DAREN BRABHAM, a crowdsourcing researcher at the University of Utah, points out that to attract a crowd, you don’t necessarily have to offer cash as a reward. It could be inkind meal-ticket money, sports tickets, or other on-campus spiffs that don’t cost the institution anything. Plus, he adds, “You’d get a lot more out of it in PR and writing about it in the alumni magazine.” Here are his other rules of thumb in setting up a crowdsourced project.

  1. Make sure the tasks are small, yet work toward a clear goal that’s big and for the common good.
  2. Use social networking tools to succeed.
  3. Where the reliability of information is vital to the mission, figure out ways to minimize fakery.
  4. Let the crowd clean up your data for you.
  5. Listen to people and respond to their advice—but retain final ownership over the ultimate decision.

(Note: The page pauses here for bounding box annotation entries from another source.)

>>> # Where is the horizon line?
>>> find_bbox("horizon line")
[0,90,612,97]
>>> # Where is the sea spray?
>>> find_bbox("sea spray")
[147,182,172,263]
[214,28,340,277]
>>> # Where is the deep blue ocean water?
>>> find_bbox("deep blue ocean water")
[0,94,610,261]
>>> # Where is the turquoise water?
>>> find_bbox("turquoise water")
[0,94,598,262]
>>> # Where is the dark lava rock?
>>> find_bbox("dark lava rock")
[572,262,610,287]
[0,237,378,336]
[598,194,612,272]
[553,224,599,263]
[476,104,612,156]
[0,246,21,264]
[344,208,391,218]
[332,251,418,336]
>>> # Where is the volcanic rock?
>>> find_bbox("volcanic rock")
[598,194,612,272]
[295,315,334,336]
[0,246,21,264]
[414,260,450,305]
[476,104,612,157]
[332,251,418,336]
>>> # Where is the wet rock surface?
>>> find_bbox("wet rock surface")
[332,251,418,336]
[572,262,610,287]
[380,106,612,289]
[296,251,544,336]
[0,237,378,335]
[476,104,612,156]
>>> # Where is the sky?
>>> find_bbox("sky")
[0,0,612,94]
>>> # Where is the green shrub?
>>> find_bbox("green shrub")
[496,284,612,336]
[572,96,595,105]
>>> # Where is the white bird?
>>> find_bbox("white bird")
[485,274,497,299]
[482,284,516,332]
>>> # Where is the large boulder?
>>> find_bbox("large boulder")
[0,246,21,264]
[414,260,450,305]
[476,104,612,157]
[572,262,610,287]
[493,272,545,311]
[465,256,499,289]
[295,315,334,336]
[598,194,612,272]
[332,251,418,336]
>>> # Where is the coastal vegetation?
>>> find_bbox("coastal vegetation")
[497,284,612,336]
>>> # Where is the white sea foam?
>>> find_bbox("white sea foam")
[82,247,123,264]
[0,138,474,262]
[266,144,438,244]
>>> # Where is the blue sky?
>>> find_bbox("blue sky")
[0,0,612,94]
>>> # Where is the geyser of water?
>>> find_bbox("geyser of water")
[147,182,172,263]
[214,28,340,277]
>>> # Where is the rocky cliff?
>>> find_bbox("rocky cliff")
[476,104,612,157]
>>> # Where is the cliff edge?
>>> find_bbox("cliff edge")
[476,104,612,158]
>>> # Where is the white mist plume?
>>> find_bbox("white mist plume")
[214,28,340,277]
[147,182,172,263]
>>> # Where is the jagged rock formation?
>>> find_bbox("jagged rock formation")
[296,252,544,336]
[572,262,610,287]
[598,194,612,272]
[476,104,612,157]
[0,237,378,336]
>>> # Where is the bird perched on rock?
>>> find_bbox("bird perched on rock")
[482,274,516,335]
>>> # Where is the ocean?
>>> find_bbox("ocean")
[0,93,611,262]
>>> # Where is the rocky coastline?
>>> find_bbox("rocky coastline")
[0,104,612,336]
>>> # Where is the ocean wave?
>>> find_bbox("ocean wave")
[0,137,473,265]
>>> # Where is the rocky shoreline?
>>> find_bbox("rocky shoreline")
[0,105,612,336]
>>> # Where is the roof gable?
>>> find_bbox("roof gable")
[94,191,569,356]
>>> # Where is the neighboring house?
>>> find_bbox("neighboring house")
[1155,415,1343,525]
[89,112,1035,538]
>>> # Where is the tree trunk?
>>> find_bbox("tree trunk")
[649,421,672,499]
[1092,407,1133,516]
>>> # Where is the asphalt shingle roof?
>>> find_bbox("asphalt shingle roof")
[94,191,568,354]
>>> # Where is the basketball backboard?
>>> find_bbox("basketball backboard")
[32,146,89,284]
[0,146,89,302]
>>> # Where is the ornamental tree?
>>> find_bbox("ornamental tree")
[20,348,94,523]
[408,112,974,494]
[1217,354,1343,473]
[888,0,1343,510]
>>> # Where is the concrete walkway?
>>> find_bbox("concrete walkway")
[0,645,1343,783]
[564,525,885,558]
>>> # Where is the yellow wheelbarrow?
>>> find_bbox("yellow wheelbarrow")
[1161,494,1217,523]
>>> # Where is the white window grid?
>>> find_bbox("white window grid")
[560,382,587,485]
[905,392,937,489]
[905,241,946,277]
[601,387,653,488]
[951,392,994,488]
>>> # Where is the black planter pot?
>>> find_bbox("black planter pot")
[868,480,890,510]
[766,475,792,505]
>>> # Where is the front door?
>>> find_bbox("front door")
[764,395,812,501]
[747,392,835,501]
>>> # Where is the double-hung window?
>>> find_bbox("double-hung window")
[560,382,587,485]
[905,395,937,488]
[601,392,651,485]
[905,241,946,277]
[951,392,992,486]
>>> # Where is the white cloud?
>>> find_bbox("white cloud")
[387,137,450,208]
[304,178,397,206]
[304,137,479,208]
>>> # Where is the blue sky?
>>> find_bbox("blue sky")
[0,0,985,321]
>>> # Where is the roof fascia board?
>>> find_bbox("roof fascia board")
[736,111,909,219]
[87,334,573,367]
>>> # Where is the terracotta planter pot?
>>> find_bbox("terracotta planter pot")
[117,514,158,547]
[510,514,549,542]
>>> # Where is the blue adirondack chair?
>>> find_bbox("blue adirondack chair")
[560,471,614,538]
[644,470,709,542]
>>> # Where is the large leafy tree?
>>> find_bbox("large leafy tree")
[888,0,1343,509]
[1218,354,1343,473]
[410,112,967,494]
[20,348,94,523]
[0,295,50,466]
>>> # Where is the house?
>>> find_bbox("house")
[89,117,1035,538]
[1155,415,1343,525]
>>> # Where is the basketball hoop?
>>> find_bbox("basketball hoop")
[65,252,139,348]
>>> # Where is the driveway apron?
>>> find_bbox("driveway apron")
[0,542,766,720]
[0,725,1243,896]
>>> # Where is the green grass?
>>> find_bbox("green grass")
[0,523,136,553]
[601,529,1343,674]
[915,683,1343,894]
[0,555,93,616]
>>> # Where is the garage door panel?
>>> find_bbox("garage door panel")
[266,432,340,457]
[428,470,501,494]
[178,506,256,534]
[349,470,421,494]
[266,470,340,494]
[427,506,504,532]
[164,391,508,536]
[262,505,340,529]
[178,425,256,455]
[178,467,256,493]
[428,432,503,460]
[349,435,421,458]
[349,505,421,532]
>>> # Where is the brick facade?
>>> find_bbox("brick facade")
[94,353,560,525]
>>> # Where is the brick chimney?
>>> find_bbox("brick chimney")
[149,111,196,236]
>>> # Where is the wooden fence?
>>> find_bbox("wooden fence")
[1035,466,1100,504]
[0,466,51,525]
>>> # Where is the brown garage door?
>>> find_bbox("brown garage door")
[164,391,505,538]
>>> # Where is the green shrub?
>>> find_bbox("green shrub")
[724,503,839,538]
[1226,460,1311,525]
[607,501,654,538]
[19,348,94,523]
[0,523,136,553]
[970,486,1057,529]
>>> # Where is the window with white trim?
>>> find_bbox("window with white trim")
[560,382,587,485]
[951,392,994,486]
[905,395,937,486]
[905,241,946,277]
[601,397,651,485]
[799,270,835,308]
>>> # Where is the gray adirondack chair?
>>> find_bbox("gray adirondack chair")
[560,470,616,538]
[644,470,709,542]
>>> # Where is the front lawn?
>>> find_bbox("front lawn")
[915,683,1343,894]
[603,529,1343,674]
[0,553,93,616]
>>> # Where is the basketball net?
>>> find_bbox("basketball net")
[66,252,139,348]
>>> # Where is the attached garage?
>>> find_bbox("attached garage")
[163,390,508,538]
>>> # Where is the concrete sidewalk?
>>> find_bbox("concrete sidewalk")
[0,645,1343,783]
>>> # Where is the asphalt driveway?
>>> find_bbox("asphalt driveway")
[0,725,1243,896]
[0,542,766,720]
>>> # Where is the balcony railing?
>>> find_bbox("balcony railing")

  6. Give recognition to top users of your crowdsourcing efforts by points, contributions, and ranking lists.
  7. Make it fun and don’t bog it down with too many rules. That said, make sure you have clarity, so that people know the one or two things they absolutely must do to contribute.
  8. Expect your contributions to come en masse—so the servers better be able to handle the load.
  9. Consider giving the community a chance to interact with the paid staff as part of the reward of participation.
  10. Expect “super-volunteers” to do the bulk of the work and pay attention to what they tell you.
  11. Use paid staff to set up the operations. But use volunteers to manage the work.
  12. Make sure that whatever you want done is of interest to people.